A longstanding University of Wisconsin project researching asthma in people living in the inner city got a $70 million grant, marking the largest award ever for the UW School of Medicine and Public Health.
The grant will be used to continue research for the Inner-City Asthma Consortium, a nationwide research network that works on developing immune-based treatments for asthma, according to Gian Galassi, a spokesperson for UW Health and Clinics.
Galassi said the $70 million grant would run through 2021. The study began in 2002 and has since received the most funding for any research program at the UW-SMPH with a total of $190 million thus far.
The largest grant in our school's history will be used to continue an inner-city #asthma research project: http://t.co/2TOkauVCCm
— UW School of Medicine and Public Health (@uwsmph) November 10, 2014
William Busse, a professor of medicine at UW and an investigator in the study, said their goal is to stop the progression of asthma into a severe disease and reduce the prevalence and severity of asthma in inner-city children.
Between 8 to 10 percent of the people in the United States have asthma, but asthma rates are higher for children living in inner cities and children living under poverty, Busse said.
One reason is the exposure to cockroach and mice allergens, which causes them to develop allergies and asthma, he said.
“Asthma tends to have its beginnings in childhood,” Busse said. “Although you may have ups or downs with the disease, it is going to be there for a long period of time.”
A component of the research is to provide allergy immunotherapy to patients. Patients are given injections of allergens such as cockroach and mouse allergens, Busse said. Doses begin at very low levels and build up to higher amounts, and eventually people build up a tolerance to these allergens, he said.
Busse said they plan to start studies of allergy immunotherapy in children around four years old. When treatment begins early, it can lead to the prevention of the progression of asthma.
“In children who are young, it seems to also lead to prevention of asthma progressing,” he said. “If you do this for three years, then stop the treatment, these benefits can be lasting for a long period of time for a fair portion of these individuals.”
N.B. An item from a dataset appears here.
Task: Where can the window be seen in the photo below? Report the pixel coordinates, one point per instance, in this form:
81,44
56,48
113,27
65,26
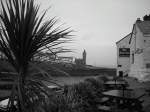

The development of allergy immunotherapy follows research done in a previous grant. Preliminary work to find the best dosages for the immunotherapy shots, and the best markers to follow to get a beneficial immune response, was done under the previous grant, Busse said.
The consortium also works on the Urban Environment and Childhood Asthma study, which has followed 500 inner-city children with at least one parent with asthma and allergies for seven years, from birth until the present, he said.
Of those 500 children, more than 30 percent have asthma, according to Busse. The study allows researchers to gain better insight on the various factors that make inner-city children at higher risk for asthma, he said.